Construction of nomogram module and calibration. (a) Nomogram construction with independent prognostic factors (^∗p value < 0.05; ^∗∗p value < 0.01). (b) The Schoenfeld residuals of two clinical factors (age and risk scores) for proportional hazard assumption to test the nomogram. (c–e) The calibration curve for the nomogram model with 1, 5, and 8 years, respectively. OS: overall survival.

Figure 6

Gene set enrichment analysis. (a) Gene set enrichment analysis (GSEA) for “MEdarkgreen” module genes. (b) GSEA for all pyroptosis-related genes based on training cohort. (c) GSEA for pyroptosis-related genes in the “MEdarkgreen” module. (d) GSEA for genes after intersecting the “MEdarkgreen” module and validation cohort.

Figure 7

Identification of immune subtype and KEGG (Kyoto Encyclopedia of Genes and Genomes) function enrichment analysis. (a) The relationship between CDF (cumulative distribution function) area and consensus index. (b) The relative change in area under CDF curve for k-means. (c) The survey of consensus matrix when k = 3 and sample distribution. (d) Survival analysis of immune subtype in the training cohort. C1: cluster 1; C2: cluster 2; C3: cluster 3. (e, f) Kaplan-Meier survival analysis of cluster 1 and cluster 2. (g–i) KEGG functional enrichment analysis for three clusters, respectively.

Figure 8

Immune infiltration analysis. (a) ESTIMATE analysis of training cohort with risk and immune subgroups.
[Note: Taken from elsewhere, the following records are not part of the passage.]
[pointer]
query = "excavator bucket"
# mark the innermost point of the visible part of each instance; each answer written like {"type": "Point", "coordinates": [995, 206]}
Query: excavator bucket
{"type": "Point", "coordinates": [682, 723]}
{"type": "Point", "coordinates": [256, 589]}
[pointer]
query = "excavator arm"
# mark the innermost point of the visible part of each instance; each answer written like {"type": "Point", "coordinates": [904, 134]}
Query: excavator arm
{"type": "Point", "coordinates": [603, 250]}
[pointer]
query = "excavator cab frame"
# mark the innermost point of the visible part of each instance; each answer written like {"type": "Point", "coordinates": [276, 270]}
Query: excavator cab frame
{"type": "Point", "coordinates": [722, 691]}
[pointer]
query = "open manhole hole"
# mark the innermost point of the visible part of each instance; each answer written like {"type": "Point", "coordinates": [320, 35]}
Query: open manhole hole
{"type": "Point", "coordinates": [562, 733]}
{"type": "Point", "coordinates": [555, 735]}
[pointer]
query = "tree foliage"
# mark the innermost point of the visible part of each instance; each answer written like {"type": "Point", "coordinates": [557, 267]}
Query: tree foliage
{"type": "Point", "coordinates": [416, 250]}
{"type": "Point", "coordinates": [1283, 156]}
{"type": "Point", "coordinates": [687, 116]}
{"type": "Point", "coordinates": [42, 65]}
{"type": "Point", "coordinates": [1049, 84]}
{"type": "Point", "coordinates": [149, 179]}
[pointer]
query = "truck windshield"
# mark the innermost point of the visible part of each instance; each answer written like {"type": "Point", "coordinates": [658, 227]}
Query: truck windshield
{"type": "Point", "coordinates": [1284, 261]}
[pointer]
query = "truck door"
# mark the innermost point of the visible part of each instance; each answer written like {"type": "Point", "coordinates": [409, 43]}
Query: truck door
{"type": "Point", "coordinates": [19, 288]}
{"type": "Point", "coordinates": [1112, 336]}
C1: cluster 1; C2: cluster 2; C3: cluster 3. (b, c) The enrichment situation of immune cells in training cohort (b) and testing cohort (c) by ssGSEA (ns: not significant; ^∗p value < 0.05; ^∗∗p value < 0.01; and ^∗∗∗p value < 0.001). (d) CIBERSORT analysis of entire training cohort. (e, f) The enrichment analysis result of immune functions in training cohort (e) and validation dataset (f) after ssGSEA (ns: not significant; ^∗p value < 0.05; ^∗∗p value < 0.01; and ^∗∗∗p value < 0.001).

Figure 9

Knockdown of BNIP3 induces pyroptosis in lung cancer cells. (A) 656, 683, 703, 714, and 715 are patient numbers, immunohistochemical assay to compare BNIP3 expression in normal lung tissue and lung cancer tissue. (b) The expression of normal lung tissue protein and lung cancer tissue protein expression were detected by western blotting assay. Densitometry of the ration of BNIP3 was shown as bar chart. All data were representative of at least three independent experiments and presented as mean ± SD, ^∗∗p < 0.01 compared with the control. 723, 719, 683, and 733 are patient numbers. (c) Using flow cytometry to detect cell death of H358 after knockdown BNIP3. (d) Pyroptosis-related proteins were detected by western blotting assay. Densitometry of the ration of protein was shown as bar chart. All data were representative of at least three independent experiments and presented as mean ± SD, ^∗p < 0.05, ^∗∗p < 0.01 compared with the control.